One of the Best Uses of Big Data
While the uses of big data may seem sketchy and only involved with
money, there’s way to use this information to feed starving populations.
India has millions of acres that could be worked on, but the land is worked
on by individual farmers that cannot use or collect vast amounts of data.
There
are companies, like CropIn, that think big data analysis can help find
ways to optimize the agricultural process. Indian farmers could especially
benefit from that kind of data analysis that would allow them to make better
decisions when it came to their crops.
How Trustworthy is Big Data?
Farmers put their entire business at stake every year. If their yield is low or
crops are destroyed by natural disasters, then the
farmer and their family are
in trouble. This makes farmers slow to trust anyone when it comes to their
crops. Trusting big data analysis might be too hard for some farmers
because of how vague it is.
Companies that provide big data analysis, like Monsanto, are hated by
much of the world for scandals that could be responsible for damaging and
poisoning our food. This leads to even less trust of big data. Because of all
the mistrust, it will take a long time before big data
and agriculture are fully
integrated together. Big companies will have to spend a long time
convincing farmers to trust them, especially since the companies are so
demonized right now.
Sooner or later, the world of agriculture will be improved by big data. It
will happen eventually, but it may take a lot of time.

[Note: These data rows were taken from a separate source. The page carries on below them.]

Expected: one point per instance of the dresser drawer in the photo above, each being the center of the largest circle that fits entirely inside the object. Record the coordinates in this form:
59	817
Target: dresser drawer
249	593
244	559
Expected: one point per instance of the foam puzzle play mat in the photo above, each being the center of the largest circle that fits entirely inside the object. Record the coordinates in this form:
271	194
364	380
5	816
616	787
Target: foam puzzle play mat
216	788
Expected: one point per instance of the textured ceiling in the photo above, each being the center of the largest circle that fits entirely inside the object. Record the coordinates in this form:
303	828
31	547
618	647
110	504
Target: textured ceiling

Can the Colombian Rice Fields be saved by Big
Data?
There is one specific place in the world where big data could improve the
agriculture of a whole nation.
In Columbia, there are rice fields that have
been facing inexplicable decreases in yields over the overs. They had
actually been having increases in yields until 2007 where the decline
began. Regardless of what they tried, they could not stop the decline.
For a while, climate change was declared the main culprit of the decline,
but no one could find evidence that it was that. In fact,
no one could figure
out what exactly was the cause. Although there were concerns about
sharing the data on the rice fields’ yields, government agencies began
surveys and had data collected.
From the analysis of the data, they found several ways to consider what was
happening to the field. These inferences varied from region to region, but
they could now at least take a guess at the cause. The city of Saldana
appeared to have less daily sunlight and that was decreasing yields.

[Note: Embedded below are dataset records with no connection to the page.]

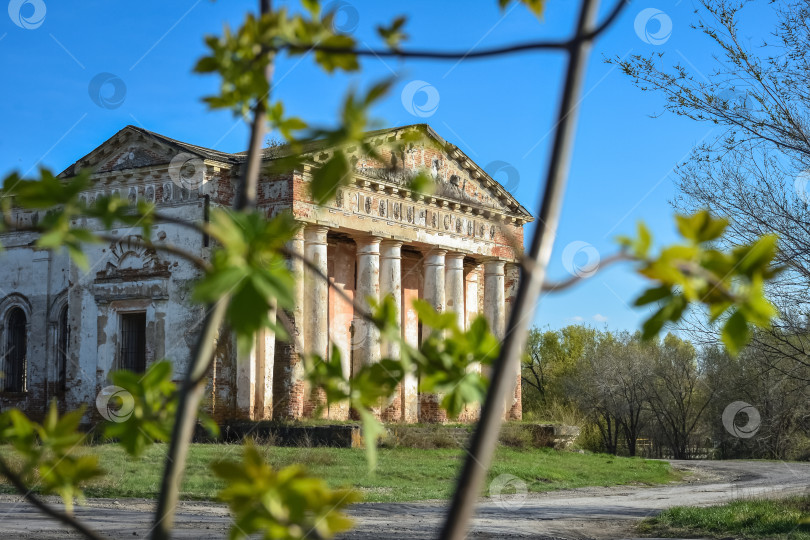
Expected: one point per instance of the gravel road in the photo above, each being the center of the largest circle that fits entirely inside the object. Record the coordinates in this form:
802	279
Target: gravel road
592	513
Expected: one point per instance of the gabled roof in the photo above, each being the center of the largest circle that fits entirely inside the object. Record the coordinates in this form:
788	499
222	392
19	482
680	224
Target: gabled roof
168	144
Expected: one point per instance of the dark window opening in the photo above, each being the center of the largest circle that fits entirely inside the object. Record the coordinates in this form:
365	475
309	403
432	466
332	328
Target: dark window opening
133	342
63	339
16	347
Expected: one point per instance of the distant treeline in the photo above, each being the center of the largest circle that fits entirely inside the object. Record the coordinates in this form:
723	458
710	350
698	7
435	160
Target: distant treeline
668	397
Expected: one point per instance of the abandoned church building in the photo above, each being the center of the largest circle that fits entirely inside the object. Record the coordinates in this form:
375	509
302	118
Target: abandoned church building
64	330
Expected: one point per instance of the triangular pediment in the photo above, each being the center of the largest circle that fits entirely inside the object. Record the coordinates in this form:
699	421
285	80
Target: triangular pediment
135	148
457	177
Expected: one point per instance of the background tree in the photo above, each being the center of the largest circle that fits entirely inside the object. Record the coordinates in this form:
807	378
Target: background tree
247	275
757	169
551	356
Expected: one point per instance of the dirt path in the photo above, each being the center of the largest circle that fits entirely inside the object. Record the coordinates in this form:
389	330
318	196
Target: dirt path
595	513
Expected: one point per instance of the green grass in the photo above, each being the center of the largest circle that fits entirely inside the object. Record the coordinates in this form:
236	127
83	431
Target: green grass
403	474
746	518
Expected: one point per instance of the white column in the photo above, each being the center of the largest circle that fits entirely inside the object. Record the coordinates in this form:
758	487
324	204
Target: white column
316	292
454	286
494	297
289	402
365	340
433	291
246	381
316	308
266	355
434	282
391	286
471	295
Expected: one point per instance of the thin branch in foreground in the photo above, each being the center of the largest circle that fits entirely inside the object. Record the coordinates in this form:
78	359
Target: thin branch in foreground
485	437
44	507
541	45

However, the city of Espinal wasn’t keeping up
with the increasing nightly
temperatures. With this information, farmers could adjust to the needs of
their individual regions. What was going to help in Saldana wasn’t going to
help Espinal and vice versa.
The way that data analysis was used here could revolutionize the industry.
If this method was used in the entire world, then all fields could be
optimized and we could feed more people more efficiently. Using big data
analysis for crops is likely to feed more of the world with less cost. It’s a
win for everyone.
Up-Scaling
Big data
has been shown through small, successful projects to be able to
help farmers. However, that data needs to be taken to agriculture in a larger
way. In future years, more and more companies will be analyzing
agricultural data. In turn, more farmers will be
able to use the information
to increase their yields and profits.